Хотя Стивен Крейн был превосходным психологом, он также был настоящим поэтом. Часто его проза была более тонкой поэзией, чем его обдуманные поэтические эссе. Его самая известная книга "Красный знак мужества" - это, по сути, психологическое исследование, тонкое клиническое вскрытие души новобранца, но это также и проявление силы воображения. Когда он писал книгу, он никогда не видел сражения: ему пришлось поставить себя на место другого. Спустя годы, когда он вышел из греко-турецкой ссоры , он заметил другу: " Красный значок в порядке".
Написанную юношей, едва достигшим совершеннолетия, эту книгу сравнивают с "Севастополем" Толстого и "Разгромом" Золя, а также с некоторыми рассказами Амброза Бирса. Сравнение с работой Бирса правомерно; с другими книгами, я думаю, меньше. Толстой и Золя не видят традиционной красоты сражения; они посвящают себя преданному - почти непристойному - изучению трупов и бойни в целом; и им не хватает инстинкта американца к шумной банальности, естественности, непочтительности, который так существенно помогает его реализму. В "Красном знаке мужества" тон неизменно сдержан там, где ожидаешь высоты: самые героические поступки совершаются с нарочитой неловкостью.
Когда Крейн писал эту книгу, он был малоизвестным фрилансером. Усилие, как он где-то говорит, "было рождено болью - почти отчаянием". Однако это была лучшая работа именно по этой причине, как знал Крэйн. Он далеко не безупречен. Было замечено, что в нем столько же грамматических ошибок, сколько и штыков; но это большой холст, и я уверен, что многие из отклонений Крейна от правил вежливой риторики были преднамеренными экспериментами, направленными на эффект - эффект, который он часто добивался.
Стивен Крейн "прибыл" с этой книгой. Конечно, многие никогда не слышали о нем и по сей день, но было время, когда о нем очень много говорили. Это было в середине девяностых, после публикации "Красного знака мужества", хотя и раньше он вызвал краткий ажиотаж своим странным сборником стихов под названием "Черные всадники и другие строки". Его очень хвалили, его очень ругали и смеялись; но он казался "сделанным". С тех пор мы почти забыли. Это способ, который у нас есть.

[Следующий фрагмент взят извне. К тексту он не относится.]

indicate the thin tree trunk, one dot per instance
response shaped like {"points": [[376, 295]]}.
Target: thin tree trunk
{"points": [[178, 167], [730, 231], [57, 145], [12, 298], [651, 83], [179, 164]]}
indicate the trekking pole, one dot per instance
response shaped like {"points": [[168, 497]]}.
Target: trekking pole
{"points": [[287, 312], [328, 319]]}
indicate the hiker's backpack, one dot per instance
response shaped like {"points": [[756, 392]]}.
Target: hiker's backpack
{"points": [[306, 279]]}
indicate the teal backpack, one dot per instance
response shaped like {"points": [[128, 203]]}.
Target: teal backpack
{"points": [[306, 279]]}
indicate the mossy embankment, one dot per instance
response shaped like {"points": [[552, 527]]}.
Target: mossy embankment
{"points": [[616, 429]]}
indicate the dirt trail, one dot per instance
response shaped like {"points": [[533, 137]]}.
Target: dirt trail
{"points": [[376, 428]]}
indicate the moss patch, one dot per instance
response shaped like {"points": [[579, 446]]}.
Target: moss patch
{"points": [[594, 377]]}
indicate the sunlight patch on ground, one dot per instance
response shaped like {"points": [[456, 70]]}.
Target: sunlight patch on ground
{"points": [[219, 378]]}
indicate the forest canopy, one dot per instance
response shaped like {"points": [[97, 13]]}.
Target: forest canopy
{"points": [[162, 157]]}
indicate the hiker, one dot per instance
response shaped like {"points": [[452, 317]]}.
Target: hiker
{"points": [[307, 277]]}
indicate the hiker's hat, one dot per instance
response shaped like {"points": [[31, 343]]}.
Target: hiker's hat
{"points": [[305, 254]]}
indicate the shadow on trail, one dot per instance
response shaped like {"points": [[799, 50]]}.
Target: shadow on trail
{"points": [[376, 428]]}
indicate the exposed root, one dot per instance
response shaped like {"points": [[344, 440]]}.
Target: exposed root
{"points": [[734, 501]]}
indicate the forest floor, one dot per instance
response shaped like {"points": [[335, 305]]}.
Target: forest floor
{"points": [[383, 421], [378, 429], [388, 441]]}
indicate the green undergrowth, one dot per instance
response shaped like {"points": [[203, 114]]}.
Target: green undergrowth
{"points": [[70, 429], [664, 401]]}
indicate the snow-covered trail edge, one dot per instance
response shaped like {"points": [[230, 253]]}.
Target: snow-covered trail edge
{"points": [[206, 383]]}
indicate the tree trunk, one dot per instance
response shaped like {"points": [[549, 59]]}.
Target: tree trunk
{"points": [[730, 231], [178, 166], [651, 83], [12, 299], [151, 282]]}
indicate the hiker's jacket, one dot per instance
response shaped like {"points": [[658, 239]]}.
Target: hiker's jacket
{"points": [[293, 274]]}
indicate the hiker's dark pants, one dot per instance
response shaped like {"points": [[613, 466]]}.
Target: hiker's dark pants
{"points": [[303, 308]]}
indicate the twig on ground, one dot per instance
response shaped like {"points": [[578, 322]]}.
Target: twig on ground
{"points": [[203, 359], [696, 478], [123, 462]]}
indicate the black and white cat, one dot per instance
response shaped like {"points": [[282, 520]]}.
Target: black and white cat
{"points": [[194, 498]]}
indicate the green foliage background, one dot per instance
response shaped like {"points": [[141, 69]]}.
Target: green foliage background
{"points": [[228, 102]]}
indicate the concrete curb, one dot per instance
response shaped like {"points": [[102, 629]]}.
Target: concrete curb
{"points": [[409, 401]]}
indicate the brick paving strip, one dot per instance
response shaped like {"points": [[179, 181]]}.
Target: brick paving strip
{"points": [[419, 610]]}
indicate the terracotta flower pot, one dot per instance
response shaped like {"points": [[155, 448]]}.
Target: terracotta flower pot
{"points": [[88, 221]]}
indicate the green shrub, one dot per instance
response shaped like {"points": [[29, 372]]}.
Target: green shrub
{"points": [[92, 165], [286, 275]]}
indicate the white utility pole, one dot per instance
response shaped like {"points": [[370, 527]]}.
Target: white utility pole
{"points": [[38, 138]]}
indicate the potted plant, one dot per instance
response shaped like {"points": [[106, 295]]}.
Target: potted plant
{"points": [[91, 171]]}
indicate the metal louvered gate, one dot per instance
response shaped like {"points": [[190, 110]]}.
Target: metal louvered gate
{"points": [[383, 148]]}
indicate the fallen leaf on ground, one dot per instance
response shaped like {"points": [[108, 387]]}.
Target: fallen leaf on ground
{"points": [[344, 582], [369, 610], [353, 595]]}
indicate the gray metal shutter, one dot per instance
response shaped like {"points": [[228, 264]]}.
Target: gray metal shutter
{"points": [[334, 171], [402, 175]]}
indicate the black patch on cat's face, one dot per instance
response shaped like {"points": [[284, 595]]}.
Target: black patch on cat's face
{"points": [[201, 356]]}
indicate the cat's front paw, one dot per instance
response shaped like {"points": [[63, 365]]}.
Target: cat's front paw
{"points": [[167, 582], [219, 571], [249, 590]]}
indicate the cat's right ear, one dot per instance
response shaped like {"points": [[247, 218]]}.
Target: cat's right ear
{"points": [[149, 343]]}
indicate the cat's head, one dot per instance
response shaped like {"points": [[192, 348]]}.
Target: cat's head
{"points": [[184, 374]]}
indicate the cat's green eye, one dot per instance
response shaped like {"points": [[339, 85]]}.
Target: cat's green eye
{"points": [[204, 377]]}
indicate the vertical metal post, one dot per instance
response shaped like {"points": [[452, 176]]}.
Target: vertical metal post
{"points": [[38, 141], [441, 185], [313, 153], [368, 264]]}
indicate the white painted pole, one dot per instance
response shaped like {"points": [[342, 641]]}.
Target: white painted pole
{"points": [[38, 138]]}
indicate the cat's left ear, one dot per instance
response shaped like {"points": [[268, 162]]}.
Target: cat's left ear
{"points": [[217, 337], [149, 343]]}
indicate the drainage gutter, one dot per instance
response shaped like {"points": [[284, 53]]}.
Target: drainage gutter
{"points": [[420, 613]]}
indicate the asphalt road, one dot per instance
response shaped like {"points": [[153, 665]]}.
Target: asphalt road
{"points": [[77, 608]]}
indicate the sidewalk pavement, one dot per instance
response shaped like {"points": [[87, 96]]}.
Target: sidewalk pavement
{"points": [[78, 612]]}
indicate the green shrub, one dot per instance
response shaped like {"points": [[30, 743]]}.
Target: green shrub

Лично я предпочитаю его рассказы его романам и его стихам; те, что содержатся, например, в "Открытой лодке", в "Ранах под дождем" и в "Чудовище". Заглавный рассказ в этом первом сборнике, возможно, является его лучшим произведением. И все же, что это? Правдивый отчет о его собственном приключении в дни пиратства, предшествовавшие нашей войне с Испанией; достоверное повествование о путешествии открытой лодки с горсткой потерпевших кораблекрушение. Но рассказ капитана Блая о путешествии на маленькой лодке после того, как мятежники с " Баунти " отправили его по течению , кажется посредственным по сравнению с этим, хотя из двух путешествий английский моряк был более опасным.
В "Открытой лодке" Крэйн снова добивается своего эффекта, снижая тон там, где другой писатель мог бы попытаться "хорошо написать" и потерпел бы неудачу. В ней, пожалуй, ярче всего проявляются поэтические ритмы его прозы: ее ритмичное, монотонное течение есть течение серой воды, плещущейся о борта лодки, поднимающейся и отступающей жестокими волнами, "подобно остроконечным камням". Это безрадостная картина, и эта повесть - один из наших величайших рассказов. В других рассказах, составляющих том, есть дикие, экзотические проблески Латинской Америки. Я сомневаюсь, что цвет и дух этого региона переданы лучше, чем в любопытных, искаженных, стаккато предложениях Стивена Крейна.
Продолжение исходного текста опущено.